After successful development and testing phases, the system achieved initial operational capability in July 2020. The first batch of the vehicle-mounted Sungur variant was delivered in the second half of 2021.

A live-fire test was conducted in July 2022 at the Sinop Test Range, resulting in a successful hit against a Banshee Jet 80 target aircraft. Delivery of the MANPADS variant to the Land Forces Command also occurred in July 2022.

As of March 2024, the Ministry of National Defence confirmed successful deliveries of various quantities of the MANPADS variant to the Turkish Land Forces Command, with inspections and acceptance activities completed.

As of March 8, 2024, Roketsan has begun receiving international inquiries for the Sungur MANPADS, marking Turkey's first ever export of such a system.

==Design ==
The Sungur system has a maximum range of 8 kilometers, which is considered the longest among comparable systems. It utilizes an imaging infrared seeker that enables lock-on before launch. The missile is equipped with a high-explosive, partial-piercing warhead and employs a direct attack profile to minimize flight time.

The Sungur platform integration is flexible, supporting deployment from land-based vehicles, naval vessels, and unmanned aerial vehicles (UAVs). Target acquisition is facilitated by voice and symbology instructions on a tracking screen. The system is designed for interoperability, capable of integrating with the HERIKKS Air Defence Early Warning Command and Control System. It also features upgradeable Identification Friend or Foe (IFF) equipment. Its operational profile allows it to engage low-signature targets, contributing to asymmetric warfare capabilities.

The Sungur platform is capable of engaging targets at altitudes up to 4 kilometers above sea level and is designed to counter fixed-wing aircraft and unmanned rotary-wing aircraft (UAVs). Its operational mode is Lock-On Before Launch, making it a fire-and-forget system. The seeker is resistant to countermeasures, features automatic target tracking, and operates within a ±40-degree visual angle.

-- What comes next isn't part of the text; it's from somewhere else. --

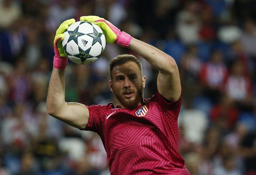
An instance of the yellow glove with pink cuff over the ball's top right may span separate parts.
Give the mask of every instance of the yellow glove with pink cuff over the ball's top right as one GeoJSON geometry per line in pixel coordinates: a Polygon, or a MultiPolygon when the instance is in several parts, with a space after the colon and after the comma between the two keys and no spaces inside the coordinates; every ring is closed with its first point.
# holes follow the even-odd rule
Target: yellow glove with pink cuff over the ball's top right
{"type": "Polygon", "coordinates": [[[128,47],[133,38],[130,34],[124,31],[121,32],[116,26],[99,16],[81,16],[80,21],[92,22],[98,25],[102,29],[107,43],[117,43],[122,47],[128,47]]]}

The missile is armed with a high-explosive, semi-armor-piercing warhead fitted with a programmable impact fuze. Both the warhead and the propulsion system are classified as Insensitive Munitions (Type 4). The propulsion consists of a launch engine, which separates within the launch tube, and a two-stage solid propellant flight engine. Terminal guidance is provided by an Imaging Infra-Red (IIR) system, enabling high manoeuvrability and rapid performance. The system is integrated on land platforms, naval vessels, and unmanned aerial vehicles.

== Variants ==

=== PORSAV ===
MANPADS version of the Sungur capable of being operated by a single person without any tripod or stand.

== Adoption ==
The Sungur system is designed for short-range air defense of mobile/fixed units and facilities on the battlefield and in the rear area.

Entering service with the Turkish Armed Forces in July 2022, the Sungur is set to replace their existing FIM-92 Stinger systems.